Companies that establish accountability for cash forecasting can quickly track variances to the operational teams or processes that are causing them, with the organization gaining an opportunity for positive feedback and culture building.
When done properly, companies should be able to extend their forecasting horizon up to 90 days with strong accuracy throughout and have a liquidity approach that sets dynamic minimum cash levels based on the cash flow for a similar period.
A successful cash flow forecasting improvement project includes four key elements:
- Operational forecast improvement – The finance department must have a good understanding and measurement capabilities covering the operating processes that impact forecasts. This step includes the enhancement of trade account forecasts to improve operational cash flow accuracy.
- Cash flow impact analysis – An analysis can help company leaders assess the impact on cash flow of operational improvements and strategic initiatives.
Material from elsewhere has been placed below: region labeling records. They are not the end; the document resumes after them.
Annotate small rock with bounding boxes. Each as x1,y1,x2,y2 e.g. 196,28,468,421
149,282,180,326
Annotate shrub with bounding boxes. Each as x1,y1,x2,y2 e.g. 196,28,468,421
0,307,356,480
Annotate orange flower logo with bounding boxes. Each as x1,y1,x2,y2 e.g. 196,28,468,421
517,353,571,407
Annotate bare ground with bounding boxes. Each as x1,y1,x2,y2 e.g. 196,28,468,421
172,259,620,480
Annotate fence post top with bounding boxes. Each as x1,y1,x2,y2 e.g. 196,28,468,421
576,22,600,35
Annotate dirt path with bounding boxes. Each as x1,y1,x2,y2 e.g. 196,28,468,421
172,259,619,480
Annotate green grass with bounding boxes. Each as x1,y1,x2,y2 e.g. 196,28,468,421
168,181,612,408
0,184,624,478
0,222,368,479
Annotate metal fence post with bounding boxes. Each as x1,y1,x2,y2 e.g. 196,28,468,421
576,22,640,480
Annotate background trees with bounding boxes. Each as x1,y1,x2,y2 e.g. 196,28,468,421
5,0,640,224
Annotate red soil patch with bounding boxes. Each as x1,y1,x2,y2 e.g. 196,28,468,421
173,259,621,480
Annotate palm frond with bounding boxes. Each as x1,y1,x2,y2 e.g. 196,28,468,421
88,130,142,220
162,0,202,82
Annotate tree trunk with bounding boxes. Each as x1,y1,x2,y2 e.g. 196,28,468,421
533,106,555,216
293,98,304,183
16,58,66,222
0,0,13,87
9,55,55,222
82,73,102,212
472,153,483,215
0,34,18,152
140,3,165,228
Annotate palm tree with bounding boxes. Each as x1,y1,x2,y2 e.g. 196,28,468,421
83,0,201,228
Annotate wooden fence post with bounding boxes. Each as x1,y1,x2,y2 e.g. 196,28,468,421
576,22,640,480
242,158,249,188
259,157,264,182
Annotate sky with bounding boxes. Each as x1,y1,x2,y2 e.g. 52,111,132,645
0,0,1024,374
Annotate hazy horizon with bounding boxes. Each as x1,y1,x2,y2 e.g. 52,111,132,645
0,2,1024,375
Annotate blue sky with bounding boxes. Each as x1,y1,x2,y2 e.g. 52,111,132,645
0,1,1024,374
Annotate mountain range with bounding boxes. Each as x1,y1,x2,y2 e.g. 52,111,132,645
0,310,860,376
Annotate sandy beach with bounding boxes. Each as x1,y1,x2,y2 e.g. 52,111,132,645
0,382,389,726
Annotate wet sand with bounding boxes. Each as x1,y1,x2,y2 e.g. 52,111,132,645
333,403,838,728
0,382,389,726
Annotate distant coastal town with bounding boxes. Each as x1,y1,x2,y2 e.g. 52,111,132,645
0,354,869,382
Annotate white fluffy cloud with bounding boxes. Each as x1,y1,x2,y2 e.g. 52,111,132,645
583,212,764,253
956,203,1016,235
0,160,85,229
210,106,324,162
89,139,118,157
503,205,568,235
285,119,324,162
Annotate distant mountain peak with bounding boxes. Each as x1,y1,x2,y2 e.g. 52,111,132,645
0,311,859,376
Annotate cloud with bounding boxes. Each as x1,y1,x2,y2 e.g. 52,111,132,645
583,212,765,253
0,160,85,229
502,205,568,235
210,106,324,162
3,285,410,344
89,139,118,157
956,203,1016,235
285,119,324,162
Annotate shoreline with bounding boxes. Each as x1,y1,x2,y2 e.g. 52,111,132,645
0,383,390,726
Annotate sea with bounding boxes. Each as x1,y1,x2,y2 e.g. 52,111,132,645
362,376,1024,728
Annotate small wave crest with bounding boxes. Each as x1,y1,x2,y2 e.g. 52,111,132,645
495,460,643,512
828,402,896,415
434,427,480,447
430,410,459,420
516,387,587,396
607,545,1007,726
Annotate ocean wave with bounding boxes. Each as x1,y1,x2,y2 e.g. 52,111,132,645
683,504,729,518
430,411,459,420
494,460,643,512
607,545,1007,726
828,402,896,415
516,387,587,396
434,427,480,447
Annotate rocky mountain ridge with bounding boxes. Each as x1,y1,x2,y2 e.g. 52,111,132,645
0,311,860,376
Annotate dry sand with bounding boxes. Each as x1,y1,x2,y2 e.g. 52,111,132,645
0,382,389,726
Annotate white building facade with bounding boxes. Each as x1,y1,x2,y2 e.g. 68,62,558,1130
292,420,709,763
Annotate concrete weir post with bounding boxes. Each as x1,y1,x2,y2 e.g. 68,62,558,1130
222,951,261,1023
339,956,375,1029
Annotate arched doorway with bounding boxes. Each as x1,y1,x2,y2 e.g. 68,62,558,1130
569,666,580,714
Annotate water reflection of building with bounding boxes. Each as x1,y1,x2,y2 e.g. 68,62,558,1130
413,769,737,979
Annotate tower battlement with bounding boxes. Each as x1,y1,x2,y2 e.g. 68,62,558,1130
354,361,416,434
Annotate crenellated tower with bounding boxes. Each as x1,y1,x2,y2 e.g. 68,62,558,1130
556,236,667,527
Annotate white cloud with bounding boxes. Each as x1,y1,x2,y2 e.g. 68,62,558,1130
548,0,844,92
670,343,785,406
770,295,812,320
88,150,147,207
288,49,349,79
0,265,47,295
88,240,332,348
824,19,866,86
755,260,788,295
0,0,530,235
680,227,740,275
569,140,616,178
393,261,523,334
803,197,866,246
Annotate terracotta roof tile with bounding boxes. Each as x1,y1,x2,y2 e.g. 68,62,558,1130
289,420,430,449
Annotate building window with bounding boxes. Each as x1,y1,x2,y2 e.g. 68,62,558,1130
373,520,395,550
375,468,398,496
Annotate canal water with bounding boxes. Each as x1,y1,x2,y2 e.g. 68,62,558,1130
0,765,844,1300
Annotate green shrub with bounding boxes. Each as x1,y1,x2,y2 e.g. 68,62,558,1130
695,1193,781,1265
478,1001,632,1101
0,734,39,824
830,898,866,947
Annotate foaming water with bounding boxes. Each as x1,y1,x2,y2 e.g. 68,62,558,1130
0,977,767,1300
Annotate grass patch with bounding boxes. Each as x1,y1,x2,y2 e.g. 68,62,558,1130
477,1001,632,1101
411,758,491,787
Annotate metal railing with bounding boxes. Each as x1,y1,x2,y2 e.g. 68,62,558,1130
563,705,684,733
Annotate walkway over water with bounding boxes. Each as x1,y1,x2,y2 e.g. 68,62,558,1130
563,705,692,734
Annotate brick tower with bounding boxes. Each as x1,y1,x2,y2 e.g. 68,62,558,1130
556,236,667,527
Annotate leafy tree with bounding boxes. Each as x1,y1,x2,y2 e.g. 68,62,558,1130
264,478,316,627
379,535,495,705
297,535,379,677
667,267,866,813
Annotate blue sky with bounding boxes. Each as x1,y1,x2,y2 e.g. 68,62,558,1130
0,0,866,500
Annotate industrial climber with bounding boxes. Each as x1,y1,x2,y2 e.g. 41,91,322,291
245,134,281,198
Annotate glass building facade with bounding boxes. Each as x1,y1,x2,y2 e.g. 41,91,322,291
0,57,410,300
- Value chain data connectivity – The organization should tap different data sources to achieve a comprehensive view of cash flow drivers and impacts in operational value chains (order to cash, procure to pay and forecast to fulfill). Better visibility into operational cash drivers can help improve forecast results and support processes such as vendor negotiations and cost-reduction initiatives.
- Technology integration – Forecasting teams can benefit from advancements in artificial intelligence and machine learning to improve forecast accuracy and use integrated planning tools to help automate consolidation, generation and reporting activities. With the efficiencies gained, effort can be reallocated to understanding and addressing operational cash drivers.